His lips again brushed the spot, and I was instantly back to where I'd been before- all the skin of my body seemed to awaken, the hum, to cry for attention. He kissed the spot as his hand found its counterpart on the other side of me and my body rose up in response, arching against the air. He moved his mouth to where his hand had been, found the exact spot on the other side of my neck, and instead of a kiss pressed his teeth, oh so gently, against it.
Again, I twitched, and the added pressure of his teeth felt so good, so intense, I moaned aloud. The sound was strange in the silent room, and I covered my mouth with my hand, as if to push the embarrassing sound back inside of me, and definitely to muffle any others from following.
"No, Tess- believe me; any sound you make, it's a good thing. Any noise, any word, any sound is the right one."
"But it sounded so… wanton. I don't want you to think me an animal."
"Open your eyes, darling." I did, and his face was there, his hand holding mine, his eyes smiling though his lips set in a sincere way. "I said everything you did would be the perfect thing to do, didn't I?" I nodded and he kissed my hand. "I know you trust me, but you must trust yourself enough to believe me about this.
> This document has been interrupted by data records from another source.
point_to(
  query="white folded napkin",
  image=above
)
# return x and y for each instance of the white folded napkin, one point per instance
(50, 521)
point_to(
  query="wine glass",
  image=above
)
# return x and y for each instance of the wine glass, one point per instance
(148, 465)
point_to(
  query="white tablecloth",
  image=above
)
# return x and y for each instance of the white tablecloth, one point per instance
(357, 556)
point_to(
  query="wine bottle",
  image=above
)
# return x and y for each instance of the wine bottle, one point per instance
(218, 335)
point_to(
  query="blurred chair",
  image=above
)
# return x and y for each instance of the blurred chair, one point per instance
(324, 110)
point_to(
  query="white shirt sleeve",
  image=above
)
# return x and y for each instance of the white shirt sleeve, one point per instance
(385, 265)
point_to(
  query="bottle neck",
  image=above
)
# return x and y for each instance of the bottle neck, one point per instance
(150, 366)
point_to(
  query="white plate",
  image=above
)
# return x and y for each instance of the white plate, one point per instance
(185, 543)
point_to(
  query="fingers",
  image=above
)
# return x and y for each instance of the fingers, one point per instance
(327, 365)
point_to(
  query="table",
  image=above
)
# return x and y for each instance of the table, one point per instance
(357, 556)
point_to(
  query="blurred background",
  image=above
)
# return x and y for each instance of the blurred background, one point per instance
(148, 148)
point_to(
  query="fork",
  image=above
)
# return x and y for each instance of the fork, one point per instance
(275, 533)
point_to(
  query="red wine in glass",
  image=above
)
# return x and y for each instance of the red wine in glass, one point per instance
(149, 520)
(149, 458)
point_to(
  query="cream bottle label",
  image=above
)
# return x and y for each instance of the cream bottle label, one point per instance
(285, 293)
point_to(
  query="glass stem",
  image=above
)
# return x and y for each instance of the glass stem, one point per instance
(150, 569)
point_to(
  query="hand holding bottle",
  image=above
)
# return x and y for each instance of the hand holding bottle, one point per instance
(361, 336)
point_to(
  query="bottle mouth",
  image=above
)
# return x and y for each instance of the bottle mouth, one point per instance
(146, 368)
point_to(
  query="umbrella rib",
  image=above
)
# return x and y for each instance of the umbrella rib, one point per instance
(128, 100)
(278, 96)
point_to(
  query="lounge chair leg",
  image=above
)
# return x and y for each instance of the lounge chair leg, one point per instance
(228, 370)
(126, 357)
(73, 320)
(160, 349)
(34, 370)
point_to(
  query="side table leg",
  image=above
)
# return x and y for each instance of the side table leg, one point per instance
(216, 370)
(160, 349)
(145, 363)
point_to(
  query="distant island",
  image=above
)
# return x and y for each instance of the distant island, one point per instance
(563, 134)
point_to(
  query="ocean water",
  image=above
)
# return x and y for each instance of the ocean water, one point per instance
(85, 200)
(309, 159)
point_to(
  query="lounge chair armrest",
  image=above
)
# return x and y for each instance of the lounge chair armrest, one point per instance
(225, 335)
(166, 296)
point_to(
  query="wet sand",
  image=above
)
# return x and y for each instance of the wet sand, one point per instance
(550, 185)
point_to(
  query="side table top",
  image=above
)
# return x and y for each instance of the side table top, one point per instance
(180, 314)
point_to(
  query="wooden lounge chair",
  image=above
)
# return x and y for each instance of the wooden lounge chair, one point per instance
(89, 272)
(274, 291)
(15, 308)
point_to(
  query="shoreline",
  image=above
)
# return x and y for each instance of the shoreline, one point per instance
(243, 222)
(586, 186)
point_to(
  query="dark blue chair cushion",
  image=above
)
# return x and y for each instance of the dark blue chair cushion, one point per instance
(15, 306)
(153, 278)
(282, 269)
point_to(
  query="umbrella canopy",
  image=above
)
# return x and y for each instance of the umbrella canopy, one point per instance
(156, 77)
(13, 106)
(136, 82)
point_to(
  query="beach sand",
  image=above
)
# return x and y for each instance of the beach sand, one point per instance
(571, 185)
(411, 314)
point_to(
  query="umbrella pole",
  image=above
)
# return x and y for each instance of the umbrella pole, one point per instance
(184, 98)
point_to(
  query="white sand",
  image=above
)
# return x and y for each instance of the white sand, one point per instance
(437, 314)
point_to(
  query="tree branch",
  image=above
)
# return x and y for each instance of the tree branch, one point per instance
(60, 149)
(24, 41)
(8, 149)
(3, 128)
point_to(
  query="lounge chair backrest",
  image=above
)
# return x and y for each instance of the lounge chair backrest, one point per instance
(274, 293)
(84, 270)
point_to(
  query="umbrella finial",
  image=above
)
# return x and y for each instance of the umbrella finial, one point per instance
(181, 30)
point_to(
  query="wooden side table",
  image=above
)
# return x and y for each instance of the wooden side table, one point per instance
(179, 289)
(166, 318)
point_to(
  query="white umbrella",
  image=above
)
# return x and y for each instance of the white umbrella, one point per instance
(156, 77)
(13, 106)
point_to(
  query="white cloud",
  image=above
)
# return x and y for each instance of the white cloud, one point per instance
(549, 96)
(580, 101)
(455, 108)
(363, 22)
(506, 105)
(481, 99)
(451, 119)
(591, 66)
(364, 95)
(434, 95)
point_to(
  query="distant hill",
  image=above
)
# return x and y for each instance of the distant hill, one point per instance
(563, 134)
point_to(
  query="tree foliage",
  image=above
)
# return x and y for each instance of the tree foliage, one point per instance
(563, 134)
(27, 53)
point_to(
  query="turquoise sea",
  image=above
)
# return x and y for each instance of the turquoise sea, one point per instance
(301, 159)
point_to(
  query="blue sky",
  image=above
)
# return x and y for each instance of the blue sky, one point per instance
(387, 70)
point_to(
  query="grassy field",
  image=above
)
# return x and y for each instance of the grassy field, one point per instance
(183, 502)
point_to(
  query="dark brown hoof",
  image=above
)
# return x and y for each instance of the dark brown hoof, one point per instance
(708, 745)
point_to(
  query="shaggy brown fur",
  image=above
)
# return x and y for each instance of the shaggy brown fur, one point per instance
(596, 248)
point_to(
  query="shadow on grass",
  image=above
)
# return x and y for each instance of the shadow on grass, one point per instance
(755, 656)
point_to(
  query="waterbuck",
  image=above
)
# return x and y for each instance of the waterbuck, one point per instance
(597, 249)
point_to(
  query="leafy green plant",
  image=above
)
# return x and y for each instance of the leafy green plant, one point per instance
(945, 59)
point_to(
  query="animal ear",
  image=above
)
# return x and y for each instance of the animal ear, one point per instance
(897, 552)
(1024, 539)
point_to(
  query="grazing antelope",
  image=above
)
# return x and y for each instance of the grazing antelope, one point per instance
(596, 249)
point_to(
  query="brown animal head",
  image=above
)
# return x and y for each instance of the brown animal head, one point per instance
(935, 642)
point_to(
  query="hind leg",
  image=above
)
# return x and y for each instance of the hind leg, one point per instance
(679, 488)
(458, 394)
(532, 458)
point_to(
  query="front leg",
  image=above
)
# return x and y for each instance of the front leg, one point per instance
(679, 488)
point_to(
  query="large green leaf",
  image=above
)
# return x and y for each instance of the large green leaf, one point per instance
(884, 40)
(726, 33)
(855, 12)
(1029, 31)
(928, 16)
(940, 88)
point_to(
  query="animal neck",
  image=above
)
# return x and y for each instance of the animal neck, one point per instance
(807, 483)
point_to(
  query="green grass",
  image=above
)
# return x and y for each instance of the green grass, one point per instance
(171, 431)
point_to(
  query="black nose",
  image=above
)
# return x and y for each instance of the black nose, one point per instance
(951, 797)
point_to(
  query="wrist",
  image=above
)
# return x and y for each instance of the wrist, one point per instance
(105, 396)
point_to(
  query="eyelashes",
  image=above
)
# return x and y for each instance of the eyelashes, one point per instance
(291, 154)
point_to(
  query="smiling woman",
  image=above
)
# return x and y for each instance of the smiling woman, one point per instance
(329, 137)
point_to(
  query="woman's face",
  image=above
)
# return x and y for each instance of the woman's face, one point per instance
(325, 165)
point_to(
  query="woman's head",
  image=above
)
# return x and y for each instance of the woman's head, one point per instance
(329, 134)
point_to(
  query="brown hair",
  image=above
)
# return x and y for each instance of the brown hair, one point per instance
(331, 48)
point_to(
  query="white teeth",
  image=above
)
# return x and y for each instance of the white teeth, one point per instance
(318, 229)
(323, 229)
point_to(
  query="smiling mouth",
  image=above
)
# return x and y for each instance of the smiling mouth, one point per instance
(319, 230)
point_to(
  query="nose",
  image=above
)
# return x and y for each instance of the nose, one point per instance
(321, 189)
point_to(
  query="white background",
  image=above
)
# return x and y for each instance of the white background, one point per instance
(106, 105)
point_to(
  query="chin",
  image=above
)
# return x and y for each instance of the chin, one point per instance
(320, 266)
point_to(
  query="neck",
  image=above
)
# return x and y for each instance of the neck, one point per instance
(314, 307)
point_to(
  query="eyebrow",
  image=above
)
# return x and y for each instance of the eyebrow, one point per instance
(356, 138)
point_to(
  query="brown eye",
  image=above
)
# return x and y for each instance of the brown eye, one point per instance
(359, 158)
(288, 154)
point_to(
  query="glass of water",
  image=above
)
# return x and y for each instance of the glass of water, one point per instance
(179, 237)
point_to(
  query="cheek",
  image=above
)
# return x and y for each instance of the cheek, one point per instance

Every noise, every change of breath- it only tells me more and more what you want, what I am doing that is correct. So, no more trying to stifle yourself, agreed?"
I nodded again. He lowered his face and spoke directly against my ear- and even that made the fire stoke higher yet again, served to return me to a place where I was feeling such pleasure I could only await what was also in store. He asked for permission to unlace my nightdress, and I could only nod wordlessly.
He kissed my ear as his hand returned to my throat, touching. He whispered to me, as he touched. He whispered as his hand found the ribbon holding closed the nightdress. He whispered as he began to pull at the ribbon, unwinding it.
And what did he say? Such things! He whispered of my beauty, which only grew the longer he knew me. He whispered of my strength, of body and spirit, which dwarfed everyone he knew, especially his own. He whispered of his thanks for what I was giving him- in letting him touch me, in letting him see me, in letting him even love me. He whispered of his fear that anyone could be as happy as I made him, and how he could scarcely believe that any of this could happen to one as undeserving as him. Of how he hoped to somehow prove himself worthy of all my love.
And then he whispered please. He whispered thank you. He whispered would I let him look at what his hands had uncovered, at the sight of me laid bare in his bed? And I could only whisper back, yes.
He rose, so he was kneeling beside me. And then he did not move and the whispering stopped. Fearing a spell had been broken, fearing the worst, I opened my eyes and beheld his face. His face was saying all that his mouth had previously- his face bore a look of adoration, of wonderment, of rapture- all of it refined by love. He reached a hand, and gingerly drew it down the center of me, starting at my neck. Down, down my chest, between my breasts, to rest on my stomach.
"I know you'll grow tired of hearing it, but every part of you that is uncovered is even more beautiful than the last. I see by your face that you don't believe me, but if even the smallest bit of you proved anything less than ideal, I'd be able to cease talking about it."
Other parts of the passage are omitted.